Senior orthopaedic and vascular surgeons made decisions for amputation early, although they attempted limb salvage in most situations, Nawabi said.

“When amputation was decided upon, we performed guillotine amputations, as this was a quick procedure and left the wound open for further inspection and debridement.”

Twenty-nine percent of the amputees died, compared to the 60% mortality rate among patients with traumatic amputations in the Madrid and Israeli bombings, Nawabi said.

Surgeons administered heavy prophylaxis to all infected patients, including five patients with allogenic bone particles embedded in their tissue.

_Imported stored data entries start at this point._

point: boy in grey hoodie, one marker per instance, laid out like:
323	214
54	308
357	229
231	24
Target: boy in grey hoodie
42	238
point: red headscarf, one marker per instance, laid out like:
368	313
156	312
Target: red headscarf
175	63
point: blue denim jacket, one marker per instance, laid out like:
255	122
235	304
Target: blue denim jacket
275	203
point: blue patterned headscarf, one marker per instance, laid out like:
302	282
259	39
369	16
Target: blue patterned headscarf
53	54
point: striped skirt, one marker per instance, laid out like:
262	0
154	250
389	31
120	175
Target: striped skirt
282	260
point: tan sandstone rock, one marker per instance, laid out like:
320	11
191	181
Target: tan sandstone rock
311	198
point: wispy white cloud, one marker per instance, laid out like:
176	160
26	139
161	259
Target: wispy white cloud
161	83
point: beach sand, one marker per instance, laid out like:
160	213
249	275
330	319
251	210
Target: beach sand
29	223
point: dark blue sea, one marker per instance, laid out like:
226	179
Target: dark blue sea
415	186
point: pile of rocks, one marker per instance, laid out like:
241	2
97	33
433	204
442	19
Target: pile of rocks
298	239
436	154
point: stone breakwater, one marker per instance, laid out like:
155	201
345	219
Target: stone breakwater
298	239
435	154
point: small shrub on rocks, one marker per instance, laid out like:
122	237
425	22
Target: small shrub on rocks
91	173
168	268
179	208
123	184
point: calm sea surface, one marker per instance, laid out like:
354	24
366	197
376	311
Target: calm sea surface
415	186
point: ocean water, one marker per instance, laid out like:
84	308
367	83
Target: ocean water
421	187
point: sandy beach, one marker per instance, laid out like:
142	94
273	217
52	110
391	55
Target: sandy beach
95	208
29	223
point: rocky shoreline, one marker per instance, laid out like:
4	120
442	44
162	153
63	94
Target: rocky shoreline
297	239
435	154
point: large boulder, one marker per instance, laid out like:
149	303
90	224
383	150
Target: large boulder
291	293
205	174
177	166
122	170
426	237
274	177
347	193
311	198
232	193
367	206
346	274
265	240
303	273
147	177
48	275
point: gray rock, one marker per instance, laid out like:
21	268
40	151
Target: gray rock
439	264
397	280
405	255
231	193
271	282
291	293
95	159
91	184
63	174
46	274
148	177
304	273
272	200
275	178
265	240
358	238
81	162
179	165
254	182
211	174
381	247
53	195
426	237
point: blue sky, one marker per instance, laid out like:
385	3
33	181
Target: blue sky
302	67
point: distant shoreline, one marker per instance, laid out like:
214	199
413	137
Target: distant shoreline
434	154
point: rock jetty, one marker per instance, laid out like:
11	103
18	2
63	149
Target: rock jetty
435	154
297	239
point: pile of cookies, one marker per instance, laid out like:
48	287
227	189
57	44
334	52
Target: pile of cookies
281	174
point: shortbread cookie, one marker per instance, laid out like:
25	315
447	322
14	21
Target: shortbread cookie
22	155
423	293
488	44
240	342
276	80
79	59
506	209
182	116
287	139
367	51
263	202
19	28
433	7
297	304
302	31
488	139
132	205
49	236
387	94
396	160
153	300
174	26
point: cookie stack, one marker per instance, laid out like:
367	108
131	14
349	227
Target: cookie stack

They have added this practice to the hospital’s major incidence protocol since then.

Removed foreign material

Those patients who underwent removal of foreign or dead material returned to the operating theatre every 48 hours.

“As compared to other reports in the literature, the 48-hour [observation] usually revealed these were still being heavily contaminated,” Nawabi said. “A number of these patients were having to go back to the theatre about five times before the wounds were deemed clean enough.”

Because of this protocol, surgeons performed most of their work in the 2 weeks after the attacks with 64 theatre operations over 183 hours.

Nawabi and his colleagues at the Royal London Hospital urged management to set aside money for extra theatre sessions in the case of a similar incident.

“We feel our response made a direct impact on the effects of the terrorist actions,” Nawabi said.

For more information:
  • Nawabi DH, Lau SPK, Mann HA, et al. 7/7 bomb attacks: The Royal London Hospital experience. #114. Presented at the British Orthopaedic Association Annual Congress. Sept. 27-29, 2006. Glasgow.